The other day I told a friend I might be in Gothenburg for a concert; she asked me what show, knowing full well she would have no idea who it was because she is just not into following music. It defies all logic for her – and for many of my friends – that I can put together a mix of music several times a year with so many things they have never heard of.

But for me I can’t say I think I would be living without constantly seeking out new music. To fully live life, it needs a soundtrack.

The lover
I do not love easily or often. When I do, on these rarest of occasions, I know it. I know I love and there are no questions or doubts about the feeling or what it is or what it means. (Does it mean there is no fear? Of course not. But there is no doubt whatsoever about what the feeling is.) When I love truly and deeply, pulled by an undeniable force that I can’t control, I would go to the ends of the earth. Despite my infamous insular, self-driven and independent nature, I am, by love, transformed to become expansive in my inclusion of the person I love, inviting them to also inhabit the world we create together – a person for whom I would go anywhere, do almost anything and defend, support and love through dark and light, bad and good. This all-encompassing approach should make it clear why I don’t and can’t feel this way about just anyone (as much as I simultaneously revile and admire people who think they fall in love with every person they meet – the whole thing must be very easy for them. Not to be dismissive, of course).

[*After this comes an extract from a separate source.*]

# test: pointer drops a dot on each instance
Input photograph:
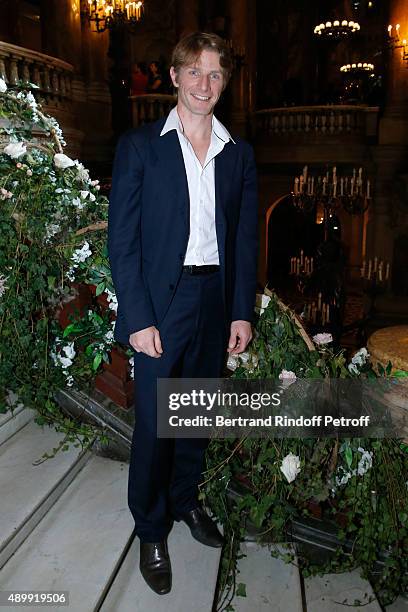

It happens that this infernal New Age book I recently read (yes, I keep referring back to it) described well how I might describe it. In addition I would say that love is… or, maybe no, not love, but lovingactive loving – is fundamentally a conversation. A conversation that goes on, lingers, does not end, that continues even in silence.

“…the value and process of soulful romance rests in what he calls radical conversation, in which one intends, continuously, to discover more and ever more about oneself and the other. Through such an exchange between two mysteries, one draws nearer to the central mystery of life.

Loving the otherness of the partner is a transcendent event, for one enters the true mystery of relationship in which one is taken to the third place – not you plus me, but we who are more than ourselves with each other.”

“Radical conversation has emotional, imaginal, sexual and spiritual dimensions as well as verbal ones. And the conversation is approached not only with skill and intent but also with innocence and wonder. Neither the other nor the self is a fixed thing. The bottom is never reached. One hopes to be forever surprised.

But of course it’s not all delight and ease. Far from it. We are constantly discovering how we project our shadow – both its light and dark aspects – onto each other. The dance of soulful romance always includes owning back those projections and transferences. Our relationship will expose all the places we are emotionally blocked, blinded, wounded, caged, protected, or otherwise limited.” -Bill Plotkin, Soulcraft

Does this mean no doubts ever creep in? No. But they don’t negate, erase, eliminate or diminish the underlying feeling or its strength.

Doubt’s a constant stream of questions (these don’t all apply to me; just a generic list): Am I rebounding? Am I clear-headed enough to embark on something significant? Am I repeating the exact same pattern that got me into a long and one-sided love affair from years ago? Am I ready for this? Or, for example, as one friend pointed out about people ending long relationships and possibly heading into new ones, have they really grappled with the question, “Who am I outside the old/long relationship?”

Yes, questions and doubts because that is what it is to interact and be with those with whom we are in love: to shut out the noise of too many superfluous questions and practicalities, all of which do not matter at the core of it all, and to find a place together (emotionally more than physically) that is both centered and calm at the same time as setting you alight and keeping you deeply rooted in the moment, wanting more but being content all at once.

At the core of it all, I will still live fully. I am fully alive. And I love. And I know I love.